Cerebral Palsy and Intelligibility

By Pam Marshalla

Q: My 12-year-old grandson has cerebral palsy. He understands everything at age level but he is very hard to understand. He is getting very little speech help. How can we help him at home?

Expressive speech is divided into Consonants, Vowels, Syllables, and Intonation Patterns. Most SLP’s focus on Consonants. I would suggest that you focus on Vowels, Syllables and Inflection instead.

In other words, have your grandson practice important words, and instead of focusing on getting the consonants correct, focus on having him say the vowels, the right number of syllables, and an inflection that sound like he is making a statement, or asking a question, and so forth.

For example, if his favorite word is “computer” have him say the word with three syllables and big round vowels – “Uh-Ooo-uh.” Tell him not to worry about the consonants – C, M, P, T, and R.

Teach him that the consonants will be the hardest for him to learn, and he will get better at them over the next 10 years. Tell him that the most important thing he can do now is to say the words with the best possible vowels, the right number of syllables, and the best inflection he can achieve.

My experience is that if a child with cerebral palsy tries to hard to make the consonants, his speech gets choppy, the vowels get very distorted, and the prosody that should hold up the intelligibility gets altered dramatically. Trying too hard to make the consonants correctly will make the words unintelligible to others. The vowels, the syllables, and the musical intonations are what will help more people understand him.

When he does work periodically on a consonant or two, teach him to make them softly, without much force. Most children with cerebral palsy who are smart try too hard to make the consonants. This distorts the rest of his speech. Teach him soft control.

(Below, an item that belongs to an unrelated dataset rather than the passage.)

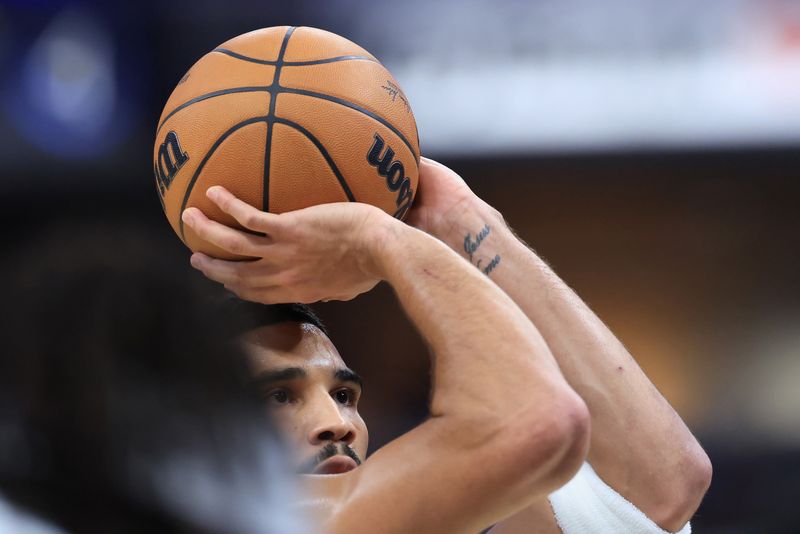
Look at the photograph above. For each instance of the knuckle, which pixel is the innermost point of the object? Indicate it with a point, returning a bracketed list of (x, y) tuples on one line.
[(233, 244), (253, 220)]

Also teach him to help his listener get on the right topic before he speaks a whole phrase or sentence. The speaker who knows the topic can understand quite a bit more than one who doesn’t. He can use words or his augmentative communication system to get the listener on topic.

0 thoughts on “Cerebral Palsy and Intelligibility”

  1. Thank you for this. I am a new graduate Speech-Language Pathologist and I don’t think anyone said I should focus on vowels before consonants with kids who are CP. I have a hard working client who cannot get clusters together. Especially when he has to go from back to front like /kl/ He always adds the schwa in between and the harder he tries the worst it gets. I don’t know why I didn’t realize his intelligibility can be enhanced when just focusing on making sure to keep the right number of syllables and the intonation right. This will really help him! I also like the suggestion about soft control I’m going to work on this with him the next time I see him. Thank you for this fabulous website I have learned a lot!

  2. You are welcome. Don’t worry about the schwa between the two consonants of clusters. Clients ADD the cluster to help them make the sequence. Let him use the schwa as long as he needs it.